Dre Mélissa Généreux

Un modèle de résilience à Lac-Mégantic

Photovoix, une initiative mêlant la parole de citoyens de Lac-Mégantic et leurs photographies, retient l’attention du bureau européen de l’Organisation mondiale de la Santé (OMS). L’initiative se retrouve dans un recueil d’exemples à suivre afin de « créer des communautés résilientes ».

Les citoyens ont pu s’exprimer à travers la photo et discuter de différents thèmes; les images ont en quelque sorte servi de prétexte pour aborder différents sujets. La directrice de la Santé publique de l’Estrie, Dre Mélissa Généreux, en est fière; elle souligne d’ailleurs qu’il s’agit du seul exemple nord-américain dans les 13 pays cités.

La DSP est l’un des partenaires dans ce projet, entre autres aux côtés de l’Université d’Ottawa. Les photographies du groupe de quelque 13 citoyens ont été exposées à Lac-Mégantic et au parlement à Ottawa, où l’exposition a été vue par le premier ministre Justin Trudeau. Une initiative qui permet de voir Lac-Mégantic sous un angle beaucoup plus positif, note Dre Généreux. Alors qu’on parle d’empowerment, cette initiative suit justement cette voie.

Mélissa Généreux s’est retrouvée sur les lieux de la catastrophe alors qu’elle était entrée en poste quelques jours auparavant, le 2 juillet 2013. Celle qui s’imaginait prendre le temps de s’installer dans ses nouvelles fonctions s’est plutôt retrouvée sur les lieux d’une tragédie.

« Il n’y a pas grand-chose que je referais différemment... Par contre, mon plus grand apprentissage, c’est que dans les premiers jours, je n’aurais pas pensé que cinq ans après on serait encore à travailler aussi étroitement avec la communauté de Lac-Mégantic. Je fournis autant d’énergie aujourd’hui avec la communauté méganticoise que je le faisais deux ou trois mois après les événements. Ça n’a jamais arrêté (...) La catastrophe environnementale a attiré notre attention, notre focus d’un point de vue de santé publique vers la gestion de la crise immédiate... Mais jamais j’aurais pensé qu’on aurait un rôle aussi important pour ce qui est du rétablissement psychosocial à long terme. C’est un peu le cheval de bataille que je me suis donné, de me promener un peu partout dans le monde et d’aller rencontrer des organisations de santé publique pour leur passer ce message-là. »

Préparer le terrain

« Je suis convaincue que si ça recommençait demain, je me préparerais dès le jour 1 non seulement à agir pour la gestion de crise immédiate, mais à préparer le terrain pour les prochaines années (...) Il y a quelque chose en termes de guérison qui ne peut pas se faire en mode sécurité civile (...) qui doit se faire en grande collégialité avec les gens sur le terrain. »

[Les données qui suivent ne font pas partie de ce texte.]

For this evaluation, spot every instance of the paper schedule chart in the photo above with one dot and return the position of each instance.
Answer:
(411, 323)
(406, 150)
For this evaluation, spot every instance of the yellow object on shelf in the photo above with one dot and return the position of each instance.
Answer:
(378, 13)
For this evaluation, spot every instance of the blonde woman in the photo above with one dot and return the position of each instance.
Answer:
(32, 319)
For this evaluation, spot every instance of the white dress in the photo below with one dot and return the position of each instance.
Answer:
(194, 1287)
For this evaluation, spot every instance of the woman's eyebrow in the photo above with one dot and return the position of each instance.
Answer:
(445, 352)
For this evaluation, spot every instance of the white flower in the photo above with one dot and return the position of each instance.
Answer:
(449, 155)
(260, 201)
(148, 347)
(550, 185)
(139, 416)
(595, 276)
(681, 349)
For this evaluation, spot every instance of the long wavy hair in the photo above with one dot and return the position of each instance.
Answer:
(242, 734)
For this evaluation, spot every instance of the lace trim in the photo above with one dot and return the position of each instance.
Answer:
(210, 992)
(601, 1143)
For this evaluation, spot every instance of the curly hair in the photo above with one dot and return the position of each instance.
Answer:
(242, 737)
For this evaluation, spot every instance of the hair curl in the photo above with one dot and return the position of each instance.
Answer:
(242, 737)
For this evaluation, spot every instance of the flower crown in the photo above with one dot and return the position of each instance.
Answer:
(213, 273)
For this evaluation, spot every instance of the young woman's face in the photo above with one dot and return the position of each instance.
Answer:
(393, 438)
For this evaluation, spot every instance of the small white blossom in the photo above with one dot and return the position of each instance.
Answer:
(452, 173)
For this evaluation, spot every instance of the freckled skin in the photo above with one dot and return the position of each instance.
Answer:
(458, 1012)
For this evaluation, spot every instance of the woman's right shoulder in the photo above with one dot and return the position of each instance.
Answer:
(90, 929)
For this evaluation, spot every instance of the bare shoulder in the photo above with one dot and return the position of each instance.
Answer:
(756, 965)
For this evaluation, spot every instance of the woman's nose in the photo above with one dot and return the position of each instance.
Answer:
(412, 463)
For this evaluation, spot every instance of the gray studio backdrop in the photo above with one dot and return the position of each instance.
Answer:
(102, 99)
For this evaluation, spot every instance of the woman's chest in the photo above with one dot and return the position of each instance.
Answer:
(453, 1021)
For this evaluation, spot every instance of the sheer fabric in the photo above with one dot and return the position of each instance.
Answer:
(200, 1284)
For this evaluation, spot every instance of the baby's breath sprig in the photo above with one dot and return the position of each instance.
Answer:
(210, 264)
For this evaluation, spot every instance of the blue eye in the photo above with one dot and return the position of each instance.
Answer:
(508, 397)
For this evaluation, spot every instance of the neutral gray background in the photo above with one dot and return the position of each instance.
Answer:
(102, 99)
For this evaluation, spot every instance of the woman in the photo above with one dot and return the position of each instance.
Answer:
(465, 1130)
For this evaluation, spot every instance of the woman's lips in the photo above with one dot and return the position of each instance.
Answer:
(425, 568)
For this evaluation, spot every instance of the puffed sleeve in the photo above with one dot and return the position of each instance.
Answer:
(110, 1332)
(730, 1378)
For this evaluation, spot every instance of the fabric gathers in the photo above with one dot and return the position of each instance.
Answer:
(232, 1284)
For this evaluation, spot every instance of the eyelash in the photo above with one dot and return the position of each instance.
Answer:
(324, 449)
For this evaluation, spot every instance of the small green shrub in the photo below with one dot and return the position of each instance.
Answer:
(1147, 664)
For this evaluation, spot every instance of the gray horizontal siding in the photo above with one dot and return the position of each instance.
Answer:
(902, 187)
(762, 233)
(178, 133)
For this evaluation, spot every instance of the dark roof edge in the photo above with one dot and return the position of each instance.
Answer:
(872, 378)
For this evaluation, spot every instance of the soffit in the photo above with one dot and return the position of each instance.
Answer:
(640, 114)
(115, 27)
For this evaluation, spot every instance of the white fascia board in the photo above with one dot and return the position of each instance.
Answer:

«  Jamais j’aurais pensé qu’on aurait un rôle aussi important pour ce qui est du rétablissement psychosocial à long terme.  »
Mélissa Généreux, directrice de la Santé publique

L’expérience a permis de constater que c’est pas mal toute la communauté qui finit par être affectée d’une manière ou d’une autre.

Lors de l’incendie de Fort McMurray, Dre Généreux a tenu absolument à partager son expertise avec les intervenants locaux et elle a aidé à établir un plan d’action sur cinq ans.

Lors d’une sabbatique, elle en a profité pour se pencher sur différentes approches lors de catastrophes.

Elle s’envolera d’ailleurs pour un sommet à Hong Kong, prochainement, au cours duquel des intervenants vont partager leur expérience et leur expertise. Dre Généreux travaille notamment pour améliorer le réseautage dans différents projets.

« On veut créer un répertoire virtuel où on pourrait stocker les différents outils au moins au Canada qui ont été créés pour gérer les différentes catastrophes. C’est un genre d’outils qui seraient disponibles pour les acteurs de santé publique », énumère-t-elle.